São onze faixas, incluindo a intro com ares de tragédia, Endless Path, de um choroso violão. Para o som do Insane não cabem rotulações absolutas, os caras simplesmente pegaram a base do Heavy Metal, acrescentaram doses bem medidas de Metalcore, muito Post Grunge e ainda deixaram espaço para uns dedinhos de Hard Rock e Prog nos vocais. Uf!

Cada faixa mereceria um parágrafo, mas não vou roubar o prazer da surpresa que é uma primeira audição de Insane Driver. Cada troca de faixa te transporta para um estado de espírito diferente, e muitas vezes isso acontece numa mesma canção, como em Buried Thoughts, Faithless Breath e na baladinha que encerra o tracklist, Tears Of Blood, com um belo trabalho de teclado e vocal. A abertura com The Edge Of Life, junto à Change e Make Decisions marcam os momentos mais pesados nos vocais e nas linhas do duo de guitarras. A cozinha também merece destaque, as linhas de bateria são a tônica das canções, acompanhada de perto pelo baixo, ambos coesos e brutos, mas sempre versáteis à proposta de cada faixa. Firstly My Breakfast e Today Is Sunday marcam momentos mais extrovertidos e liricamente “descompromissados”, Tide Of Fears e Fallen Dreams possuem um excelente feeling, que mescla arranjos tão melancólicos quanto pesados, e com um excelente trabalho nos backing vocals, que inclusive, foram muito bem explorados, presentes em todas as canções em linhas muito bem trabalhadas.

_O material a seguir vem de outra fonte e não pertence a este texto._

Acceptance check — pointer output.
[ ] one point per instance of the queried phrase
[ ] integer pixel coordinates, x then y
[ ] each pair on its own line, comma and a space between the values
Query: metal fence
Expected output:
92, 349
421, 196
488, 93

Interessante observar como apesar dessa mistura de estilos ser cada vez mais comum entre as bandas mais novas, os resultados são os mais diversos possíveis, o que confere esse ar de inovação, ao mesmo tempo que o que se ouve é familiar. Talvez essa seja a forma mais segura de se dizer que o Metal, e o Metal brasileiro, ainda tem muito gás para queimar. Bom para nós.

Thamy Melo.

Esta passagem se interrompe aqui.